The foundation also has a cooperative effort with Goodwill Industries in which mentally ill residents receive job training, helping them to rebuild life While much attention was focused on the tragic death of schizophrenia sufferer Kelly Thomas at the hands of police officers in Fullerton, Dr. Andrew Kami, JHF’s clinical director, conducted training for the entire Santa Ana Police Department on techniques for dealing with mental illness on the streets.
Kami relates that, “within the law enforcement community, the behavior by those who are delusional is often one of the more difficult things to understand.”
JHF Chief Executive Officer Mindy Andrews is a leader with significant non-profit agency experience. She is proud that the foundation receives only about 10 percent of its funding from government agencies and the remainder from private sources including philanthropies and donations from friends and families. “We could use more public funding, but being private also leaves us freer to set innovative goals with our residents for their own recoveries.” she says.

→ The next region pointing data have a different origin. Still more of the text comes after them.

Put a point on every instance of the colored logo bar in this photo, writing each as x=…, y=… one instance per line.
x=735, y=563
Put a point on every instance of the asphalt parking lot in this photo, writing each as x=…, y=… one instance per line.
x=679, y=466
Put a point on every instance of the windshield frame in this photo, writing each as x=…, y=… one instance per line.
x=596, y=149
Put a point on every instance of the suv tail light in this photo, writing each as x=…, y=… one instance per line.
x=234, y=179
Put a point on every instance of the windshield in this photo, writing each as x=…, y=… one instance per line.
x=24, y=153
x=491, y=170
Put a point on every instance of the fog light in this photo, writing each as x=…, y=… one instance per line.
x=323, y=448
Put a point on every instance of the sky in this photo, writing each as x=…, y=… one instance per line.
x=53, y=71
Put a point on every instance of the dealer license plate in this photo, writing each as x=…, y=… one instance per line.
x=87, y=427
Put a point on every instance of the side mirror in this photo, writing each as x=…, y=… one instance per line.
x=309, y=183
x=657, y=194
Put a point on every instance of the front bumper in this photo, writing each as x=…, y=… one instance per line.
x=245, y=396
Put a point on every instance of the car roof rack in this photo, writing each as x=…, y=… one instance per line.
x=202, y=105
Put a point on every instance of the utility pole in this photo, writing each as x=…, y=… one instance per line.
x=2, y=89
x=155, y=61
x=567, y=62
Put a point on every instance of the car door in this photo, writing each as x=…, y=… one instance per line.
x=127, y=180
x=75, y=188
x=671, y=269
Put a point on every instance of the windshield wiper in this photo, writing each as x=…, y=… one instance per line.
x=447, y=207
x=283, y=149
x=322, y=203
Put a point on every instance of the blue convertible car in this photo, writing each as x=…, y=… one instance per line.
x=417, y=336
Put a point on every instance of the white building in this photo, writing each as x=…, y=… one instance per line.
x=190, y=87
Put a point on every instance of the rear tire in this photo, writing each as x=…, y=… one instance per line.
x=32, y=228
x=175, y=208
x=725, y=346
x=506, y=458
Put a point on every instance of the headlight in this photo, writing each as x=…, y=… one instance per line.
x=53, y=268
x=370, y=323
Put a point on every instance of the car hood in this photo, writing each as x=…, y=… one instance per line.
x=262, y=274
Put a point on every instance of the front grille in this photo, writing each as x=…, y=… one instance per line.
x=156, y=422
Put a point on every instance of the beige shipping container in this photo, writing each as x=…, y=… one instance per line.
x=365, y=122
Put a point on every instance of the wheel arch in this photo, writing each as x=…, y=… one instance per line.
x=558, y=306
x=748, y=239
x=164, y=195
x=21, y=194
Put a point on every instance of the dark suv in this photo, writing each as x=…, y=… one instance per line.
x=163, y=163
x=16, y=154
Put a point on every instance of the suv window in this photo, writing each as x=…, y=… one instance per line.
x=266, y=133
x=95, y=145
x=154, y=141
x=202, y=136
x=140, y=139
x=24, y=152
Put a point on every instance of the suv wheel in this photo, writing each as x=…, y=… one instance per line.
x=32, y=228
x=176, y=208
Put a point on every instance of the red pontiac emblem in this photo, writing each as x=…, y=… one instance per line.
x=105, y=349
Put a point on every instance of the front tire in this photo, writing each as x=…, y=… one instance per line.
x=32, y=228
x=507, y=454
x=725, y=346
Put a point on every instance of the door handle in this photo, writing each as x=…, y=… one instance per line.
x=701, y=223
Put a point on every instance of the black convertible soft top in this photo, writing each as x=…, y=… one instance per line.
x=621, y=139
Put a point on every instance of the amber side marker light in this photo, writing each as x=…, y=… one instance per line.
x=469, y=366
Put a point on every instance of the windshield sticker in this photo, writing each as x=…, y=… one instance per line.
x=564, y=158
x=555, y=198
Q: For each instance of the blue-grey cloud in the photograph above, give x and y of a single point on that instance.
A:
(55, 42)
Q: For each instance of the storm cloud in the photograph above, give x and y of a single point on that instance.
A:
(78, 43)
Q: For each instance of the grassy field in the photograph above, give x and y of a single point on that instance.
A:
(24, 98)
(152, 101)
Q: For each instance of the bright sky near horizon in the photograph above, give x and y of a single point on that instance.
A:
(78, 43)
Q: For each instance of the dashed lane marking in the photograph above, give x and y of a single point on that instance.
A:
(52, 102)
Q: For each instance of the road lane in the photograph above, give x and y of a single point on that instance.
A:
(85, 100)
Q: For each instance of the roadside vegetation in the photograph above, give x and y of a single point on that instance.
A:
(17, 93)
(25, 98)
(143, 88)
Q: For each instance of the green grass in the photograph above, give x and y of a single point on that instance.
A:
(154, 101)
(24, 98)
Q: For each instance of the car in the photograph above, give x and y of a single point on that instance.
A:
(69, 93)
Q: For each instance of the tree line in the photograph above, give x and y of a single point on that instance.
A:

All of the foundation’s approximately 30 beds, in its six bungalows, generally are filled with long-term residents. They are free to leave, but elect to make John Henry their home.
There is an acute shortage of facilities for the mentally ill and the foundation has a waiting list for entrance into its program.
The foundation has acquired another half-acre of land adjacent to its current campus in Santa Ana. The staff is looking forward to modifying the two houses on that site to accommodate another twelve JHF residents. Members of the foundation’s board of trustees and advisory board of local civic and business leaders are working with the city on plans for the much needed expansion.
Dr. Rimal Bera is a clinical professor of psychiatry at UC Irvine and medical director at John Henry Foundation, a center for the treatment of schizophrenia. He was recently selected the 2014 OCMA Physician of the Year by the Orange County Medical Association.